Microsoft is warning against Qakbot and Emotet, two malware families that do just that. Both focus on stealing online banking credentials from individuals and enterprises. The latest statistics suggest that 33% of Qakbot encounters are found on enterprise PCs, while 7% of victims are small and medium businesses. 29% are home users, so it’s a threat to pretty much everyone. Emotet seems to target individuals more frequently, at 61% home users, 10% enterprise, and 8% small and medium businesses. They steal data via techniques like keylogging, where every keystroke is recorded. Variants also hook into browser APUs to steal info, as well as steal cookies and certificates.

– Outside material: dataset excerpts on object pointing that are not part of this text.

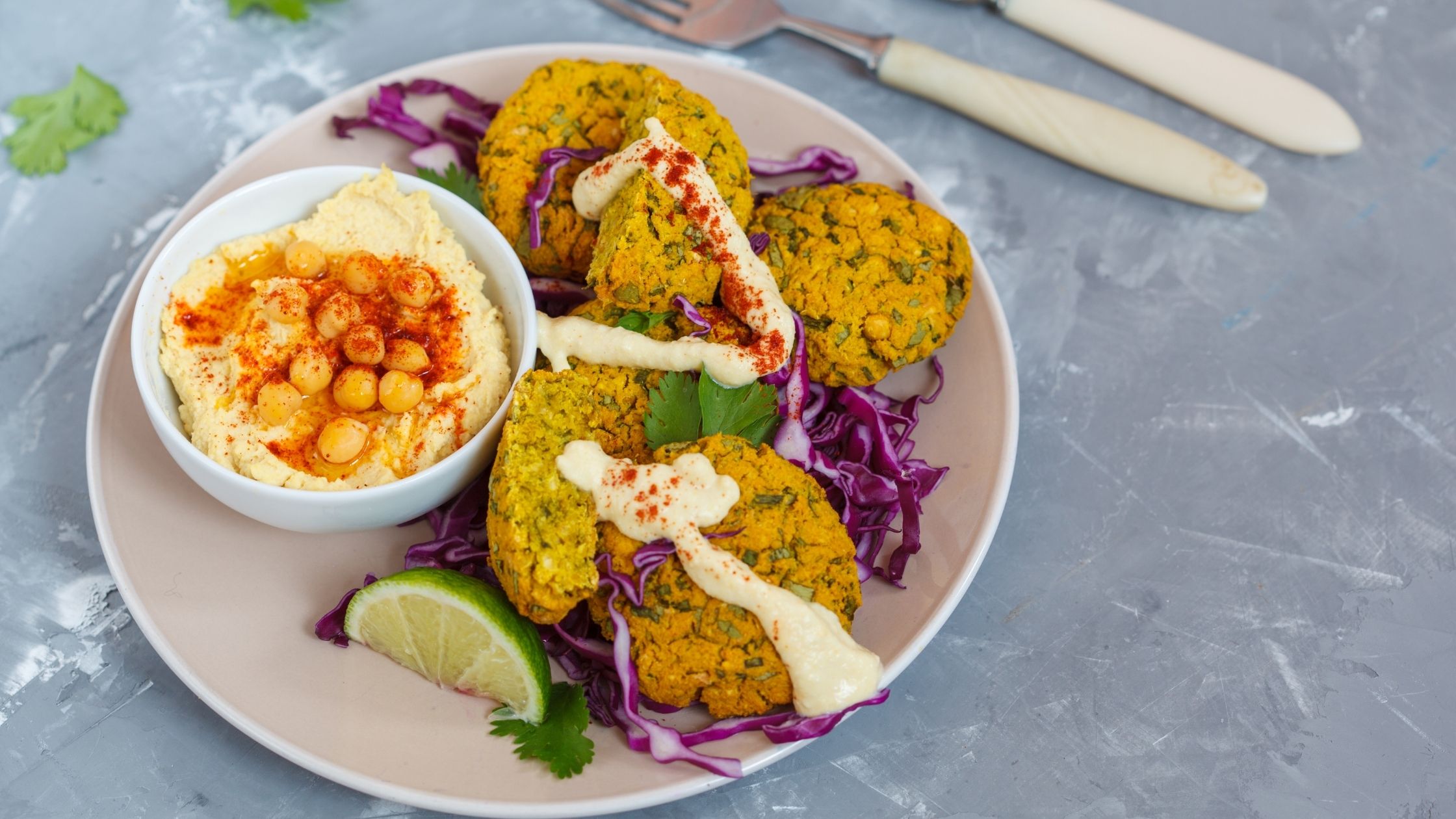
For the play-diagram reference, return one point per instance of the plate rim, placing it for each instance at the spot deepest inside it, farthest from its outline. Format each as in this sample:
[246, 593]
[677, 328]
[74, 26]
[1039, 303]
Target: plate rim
[433, 800]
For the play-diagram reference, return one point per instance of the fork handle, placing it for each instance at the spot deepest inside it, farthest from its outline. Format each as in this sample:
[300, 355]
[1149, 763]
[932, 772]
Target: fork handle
[1075, 129]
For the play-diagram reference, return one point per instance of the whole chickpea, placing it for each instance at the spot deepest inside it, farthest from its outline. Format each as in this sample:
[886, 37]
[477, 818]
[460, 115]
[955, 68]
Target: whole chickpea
[407, 356]
[343, 441]
[357, 388]
[413, 287]
[363, 273]
[304, 258]
[337, 314]
[365, 344]
[399, 393]
[311, 372]
[277, 402]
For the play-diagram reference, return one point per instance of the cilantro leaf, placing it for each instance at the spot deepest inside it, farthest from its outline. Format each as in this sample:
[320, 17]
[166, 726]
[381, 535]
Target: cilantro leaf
[671, 411]
[638, 321]
[561, 739]
[750, 411]
[62, 122]
[681, 411]
[459, 183]
[294, 10]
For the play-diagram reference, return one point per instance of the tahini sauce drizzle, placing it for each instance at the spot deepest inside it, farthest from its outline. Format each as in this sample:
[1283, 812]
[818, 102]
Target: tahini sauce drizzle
[749, 289]
[647, 502]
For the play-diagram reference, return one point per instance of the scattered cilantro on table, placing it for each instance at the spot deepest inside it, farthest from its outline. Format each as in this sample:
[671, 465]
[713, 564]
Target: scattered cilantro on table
[62, 122]
[459, 183]
[638, 321]
[294, 10]
[677, 410]
[561, 739]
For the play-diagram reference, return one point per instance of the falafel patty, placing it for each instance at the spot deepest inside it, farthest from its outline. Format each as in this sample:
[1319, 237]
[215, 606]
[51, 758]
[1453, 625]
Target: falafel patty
[878, 279]
[542, 528]
[568, 103]
[648, 250]
[581, 104]
[689, 646]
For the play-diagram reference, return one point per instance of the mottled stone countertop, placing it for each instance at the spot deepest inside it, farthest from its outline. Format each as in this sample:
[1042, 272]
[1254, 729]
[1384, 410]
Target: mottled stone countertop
[1227, 576]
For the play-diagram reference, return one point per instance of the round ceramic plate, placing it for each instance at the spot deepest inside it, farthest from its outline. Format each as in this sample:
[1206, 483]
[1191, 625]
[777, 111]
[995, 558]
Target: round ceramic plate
[229, 603]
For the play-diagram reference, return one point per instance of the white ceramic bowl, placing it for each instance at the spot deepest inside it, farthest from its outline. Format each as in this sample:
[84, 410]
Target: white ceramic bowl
[267, 205]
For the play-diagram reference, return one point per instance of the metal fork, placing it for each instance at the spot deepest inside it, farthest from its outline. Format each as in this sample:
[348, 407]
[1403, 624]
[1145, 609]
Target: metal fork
[1071, 127]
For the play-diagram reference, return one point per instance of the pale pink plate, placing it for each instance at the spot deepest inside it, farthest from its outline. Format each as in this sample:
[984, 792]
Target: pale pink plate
[229, 603]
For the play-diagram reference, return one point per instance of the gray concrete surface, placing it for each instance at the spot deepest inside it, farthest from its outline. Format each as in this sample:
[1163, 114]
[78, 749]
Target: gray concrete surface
[1225, 580]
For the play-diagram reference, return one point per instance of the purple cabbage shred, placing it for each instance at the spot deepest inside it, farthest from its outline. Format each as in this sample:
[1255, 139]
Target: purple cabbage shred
[386, 111]
[558, 296]
[829, 164]
[331, 625]
[857, 443]
[704, 326]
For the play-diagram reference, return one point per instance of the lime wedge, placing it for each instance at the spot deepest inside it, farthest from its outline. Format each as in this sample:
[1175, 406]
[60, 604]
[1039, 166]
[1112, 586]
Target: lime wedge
[458, 633]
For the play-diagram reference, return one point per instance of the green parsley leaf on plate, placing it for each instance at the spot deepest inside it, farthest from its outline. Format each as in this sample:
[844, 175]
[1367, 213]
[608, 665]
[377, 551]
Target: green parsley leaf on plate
[677, 410]
[294, 10]
[459, 183]
[749, 411]
[62, 122]
[671, 411]
[560, 739]
[638, 321]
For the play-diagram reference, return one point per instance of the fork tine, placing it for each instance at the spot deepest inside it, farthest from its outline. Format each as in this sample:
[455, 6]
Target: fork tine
[640, 15]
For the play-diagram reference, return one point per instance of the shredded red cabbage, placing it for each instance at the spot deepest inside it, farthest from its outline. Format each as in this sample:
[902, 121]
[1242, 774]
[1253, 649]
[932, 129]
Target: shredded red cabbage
[552, 161]
[604, 670]
[386, 111]
[458, 95]
[558, 296]
[855, 441]
[704, 326]
[829, 164]
[331, 625]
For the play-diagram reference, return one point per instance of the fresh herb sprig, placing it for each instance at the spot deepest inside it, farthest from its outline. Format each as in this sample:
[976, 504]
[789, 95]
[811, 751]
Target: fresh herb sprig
[293, 10]
[640, 321]
[55, 124]
[560, 739]
[679, 410]
[455, 179]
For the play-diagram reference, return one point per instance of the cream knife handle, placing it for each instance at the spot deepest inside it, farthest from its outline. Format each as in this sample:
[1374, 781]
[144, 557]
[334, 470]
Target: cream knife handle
[1075, 129]
[1254, 97]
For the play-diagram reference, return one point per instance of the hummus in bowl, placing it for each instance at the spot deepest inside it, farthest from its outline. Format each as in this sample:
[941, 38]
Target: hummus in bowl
[332, 348]
[347, 350]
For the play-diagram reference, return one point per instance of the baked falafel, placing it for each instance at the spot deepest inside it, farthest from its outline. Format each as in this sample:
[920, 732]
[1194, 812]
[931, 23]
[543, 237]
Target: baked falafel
[689, 646]
[581, 104]
[542, 528]
[568, 103]
[648, 250]
[878, 279]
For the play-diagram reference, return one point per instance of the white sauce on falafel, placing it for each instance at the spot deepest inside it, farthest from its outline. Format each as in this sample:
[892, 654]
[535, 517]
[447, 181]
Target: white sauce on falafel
[829, 671]
[749, 289]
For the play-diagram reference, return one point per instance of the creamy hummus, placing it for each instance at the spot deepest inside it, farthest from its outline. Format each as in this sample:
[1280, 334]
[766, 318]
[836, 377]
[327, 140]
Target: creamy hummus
[220, 344]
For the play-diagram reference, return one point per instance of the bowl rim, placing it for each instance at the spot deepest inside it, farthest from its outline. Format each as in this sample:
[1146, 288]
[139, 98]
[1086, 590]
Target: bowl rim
[150, 289]
[432, 800]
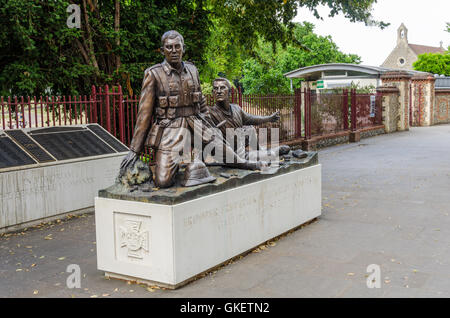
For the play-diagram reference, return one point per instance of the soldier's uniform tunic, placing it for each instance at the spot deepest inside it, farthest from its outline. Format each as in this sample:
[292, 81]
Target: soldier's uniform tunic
[170, 101]
[236, 118]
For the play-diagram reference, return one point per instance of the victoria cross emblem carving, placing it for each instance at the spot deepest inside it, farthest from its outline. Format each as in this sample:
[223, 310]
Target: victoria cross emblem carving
[134, 238]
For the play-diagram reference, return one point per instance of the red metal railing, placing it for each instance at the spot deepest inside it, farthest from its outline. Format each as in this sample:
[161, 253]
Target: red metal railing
[303, 114]
[367, 110]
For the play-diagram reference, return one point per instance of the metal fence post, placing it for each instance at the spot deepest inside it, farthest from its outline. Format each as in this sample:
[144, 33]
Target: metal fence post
[298, 112]
[93, 105]
[353, 109]
[108, 111]
[345, 108]
[121, 115]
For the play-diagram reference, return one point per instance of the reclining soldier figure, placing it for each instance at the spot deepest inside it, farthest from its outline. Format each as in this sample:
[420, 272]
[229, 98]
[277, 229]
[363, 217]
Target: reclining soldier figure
[170, 104]
[232, 117]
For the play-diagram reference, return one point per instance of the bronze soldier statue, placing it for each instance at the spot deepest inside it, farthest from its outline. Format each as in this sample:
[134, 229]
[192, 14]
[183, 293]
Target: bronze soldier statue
[232, 116]
[171, 102]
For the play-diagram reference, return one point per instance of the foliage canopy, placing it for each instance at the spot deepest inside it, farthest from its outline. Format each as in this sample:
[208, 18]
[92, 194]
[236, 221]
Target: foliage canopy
[118, 39]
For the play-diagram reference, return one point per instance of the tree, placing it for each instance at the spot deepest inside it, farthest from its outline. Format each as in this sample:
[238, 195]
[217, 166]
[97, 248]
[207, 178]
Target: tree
[119, 39]
[435, 63]
[116, 42]
[265, 72]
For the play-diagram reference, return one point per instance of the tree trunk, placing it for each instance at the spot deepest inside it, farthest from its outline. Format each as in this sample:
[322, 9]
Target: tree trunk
[117, 29]
[90, 45]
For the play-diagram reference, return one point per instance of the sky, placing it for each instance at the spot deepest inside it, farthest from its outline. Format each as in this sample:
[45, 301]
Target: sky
[425, 21]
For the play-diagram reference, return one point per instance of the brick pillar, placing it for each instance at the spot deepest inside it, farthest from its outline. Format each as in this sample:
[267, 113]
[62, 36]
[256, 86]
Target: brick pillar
[400, 80]
[389, 107]
[422, 99]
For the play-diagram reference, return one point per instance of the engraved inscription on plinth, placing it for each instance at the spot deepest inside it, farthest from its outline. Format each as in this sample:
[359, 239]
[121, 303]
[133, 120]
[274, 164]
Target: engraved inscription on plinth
[132, 237]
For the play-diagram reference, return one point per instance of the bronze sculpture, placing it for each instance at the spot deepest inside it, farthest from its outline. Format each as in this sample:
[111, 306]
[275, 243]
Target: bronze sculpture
[171, 102]
[231, 116]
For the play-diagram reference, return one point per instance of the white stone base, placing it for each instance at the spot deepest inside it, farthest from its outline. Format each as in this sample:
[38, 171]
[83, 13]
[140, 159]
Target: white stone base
[168, 245]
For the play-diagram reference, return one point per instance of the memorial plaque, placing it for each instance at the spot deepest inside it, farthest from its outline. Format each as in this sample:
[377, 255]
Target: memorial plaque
[31, 147]
[56, 129]
[11, 155]
[72, 144]
[110, 140]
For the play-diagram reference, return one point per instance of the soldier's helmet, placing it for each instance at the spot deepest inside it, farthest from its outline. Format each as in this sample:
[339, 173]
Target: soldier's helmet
[196, 173]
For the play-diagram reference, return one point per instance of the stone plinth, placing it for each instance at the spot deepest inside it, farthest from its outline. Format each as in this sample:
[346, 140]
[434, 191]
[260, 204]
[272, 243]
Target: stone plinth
[168, 237]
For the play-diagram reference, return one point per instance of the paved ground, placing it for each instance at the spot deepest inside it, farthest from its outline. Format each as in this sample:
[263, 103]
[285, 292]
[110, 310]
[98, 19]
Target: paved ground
[386, 201]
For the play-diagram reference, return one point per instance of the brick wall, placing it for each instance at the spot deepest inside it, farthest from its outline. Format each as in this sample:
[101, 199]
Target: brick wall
[441, 107]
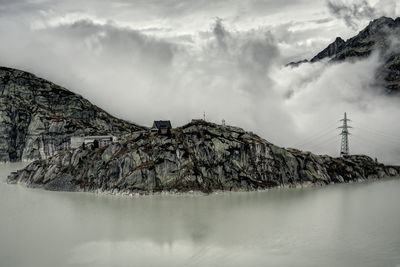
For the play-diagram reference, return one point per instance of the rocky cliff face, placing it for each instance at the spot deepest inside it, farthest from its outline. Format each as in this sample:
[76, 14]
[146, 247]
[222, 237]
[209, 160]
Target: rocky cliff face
[37, 117]
[381, 35]
[199, 156]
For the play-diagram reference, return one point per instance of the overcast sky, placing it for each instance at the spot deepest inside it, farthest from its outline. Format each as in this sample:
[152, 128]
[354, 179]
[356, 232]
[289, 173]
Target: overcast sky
[175, 59]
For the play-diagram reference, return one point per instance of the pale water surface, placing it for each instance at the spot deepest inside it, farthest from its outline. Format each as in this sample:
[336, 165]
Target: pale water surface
[338, 225]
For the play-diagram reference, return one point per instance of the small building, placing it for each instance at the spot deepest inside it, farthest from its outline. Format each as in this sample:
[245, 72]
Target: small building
[102, 140]
[162, 127]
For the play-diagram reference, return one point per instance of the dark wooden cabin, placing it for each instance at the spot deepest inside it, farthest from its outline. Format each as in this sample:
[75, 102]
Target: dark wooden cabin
[162, 127]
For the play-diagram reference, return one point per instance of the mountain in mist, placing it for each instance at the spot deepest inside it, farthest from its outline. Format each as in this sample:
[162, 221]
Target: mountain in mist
[37, 117]
[381, 35]
[199, 156]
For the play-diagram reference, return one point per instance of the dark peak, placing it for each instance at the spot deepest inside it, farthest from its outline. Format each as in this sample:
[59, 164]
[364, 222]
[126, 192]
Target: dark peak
[380, 21]
[339, 40]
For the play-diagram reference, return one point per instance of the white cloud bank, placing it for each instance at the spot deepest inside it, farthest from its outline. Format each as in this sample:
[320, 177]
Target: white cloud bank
[231, 74]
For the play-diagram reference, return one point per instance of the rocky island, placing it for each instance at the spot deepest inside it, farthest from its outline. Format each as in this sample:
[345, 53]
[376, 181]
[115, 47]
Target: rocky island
[199, 156]
[38, 117]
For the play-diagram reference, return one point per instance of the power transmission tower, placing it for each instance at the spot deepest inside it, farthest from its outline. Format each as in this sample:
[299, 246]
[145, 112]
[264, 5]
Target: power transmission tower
[344, 148]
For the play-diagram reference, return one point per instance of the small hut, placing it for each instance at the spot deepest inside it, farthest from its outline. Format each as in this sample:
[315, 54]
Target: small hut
[162, 127]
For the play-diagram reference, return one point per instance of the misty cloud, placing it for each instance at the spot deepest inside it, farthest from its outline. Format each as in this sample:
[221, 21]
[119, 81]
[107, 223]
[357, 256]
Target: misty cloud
[230, 69]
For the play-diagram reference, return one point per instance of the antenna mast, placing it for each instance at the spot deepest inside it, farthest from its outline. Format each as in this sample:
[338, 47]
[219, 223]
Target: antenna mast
[344, 148]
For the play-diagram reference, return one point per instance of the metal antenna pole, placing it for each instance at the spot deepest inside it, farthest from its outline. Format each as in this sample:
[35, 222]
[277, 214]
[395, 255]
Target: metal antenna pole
[344, 148]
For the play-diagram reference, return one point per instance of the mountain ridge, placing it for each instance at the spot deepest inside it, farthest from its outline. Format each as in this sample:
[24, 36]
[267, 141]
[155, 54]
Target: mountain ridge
[200, 156]
[380, 35]
[38, 117]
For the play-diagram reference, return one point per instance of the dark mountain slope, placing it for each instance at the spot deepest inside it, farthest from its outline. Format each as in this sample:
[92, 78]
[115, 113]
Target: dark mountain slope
[37, 117]
[199, 156]
[381, 35]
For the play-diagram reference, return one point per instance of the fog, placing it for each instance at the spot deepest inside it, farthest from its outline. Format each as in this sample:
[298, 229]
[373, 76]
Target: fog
[227, 66]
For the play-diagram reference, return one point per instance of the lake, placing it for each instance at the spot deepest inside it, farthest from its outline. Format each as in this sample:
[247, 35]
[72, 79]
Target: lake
[338, 225]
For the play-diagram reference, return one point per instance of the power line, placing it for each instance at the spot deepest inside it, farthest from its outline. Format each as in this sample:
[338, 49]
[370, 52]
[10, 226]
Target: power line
[344, 146]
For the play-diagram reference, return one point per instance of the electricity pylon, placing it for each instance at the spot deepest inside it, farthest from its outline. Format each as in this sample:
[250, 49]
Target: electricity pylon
[344, 148]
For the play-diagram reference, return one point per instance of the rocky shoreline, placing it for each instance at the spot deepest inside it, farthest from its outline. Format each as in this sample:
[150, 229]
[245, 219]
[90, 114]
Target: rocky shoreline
[200, 157]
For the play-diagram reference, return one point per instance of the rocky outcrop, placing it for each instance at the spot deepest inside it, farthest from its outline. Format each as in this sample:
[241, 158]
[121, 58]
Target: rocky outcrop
[199, 156]
[333, 49]
[381, 35]
[37, 117]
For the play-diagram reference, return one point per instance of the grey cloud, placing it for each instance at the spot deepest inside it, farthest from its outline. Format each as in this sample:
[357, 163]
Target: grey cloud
[354, 13]
[229, 73]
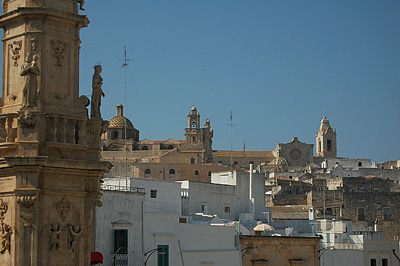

Once one PC is infected, some variants try to spread. Qakbot and Emotet can move across network shares, drives, and USB drives. More significantly, they can use collected admin credentials, bruce force Azure AD accounts, and more. It’s usually delivered to users via an attachment found on websites or emails, sleeping for 15 minutes to evade sandboxes. More recent variants also make use of exploit kits, installing the malware alongside an encrypted DLL file.
Preventing Infection
Microsoft has several steps to follow if you do find yourself a victim of one of these malwares, including disconnecting from the internet to stop spreads. You can view the full list of steps here. As usual, Microsoft is also using this as an oppurtunity to plug Window 10’s security measures. In particular, Windows 10 S blocks Quakbot and Emotet by only allowing Store apps to run. The regular OS version will also offer some protection, however, including Windows Defender Application Guard, which can pair with Edge to mitigate exploits and sandbox. For businesses, Microsoft is pushing Windows Defender Advanced Threat Protection, which will flag the infections using machine learning. Whatever the case, the company advises briefing employees on such malware. “Educating employees on social engineering attacks and internet safety, and training them to report suspicious emails or websites can go a long way in protecting networks against cyberattacks,” says Keith Abulton of Windows Escalation Services.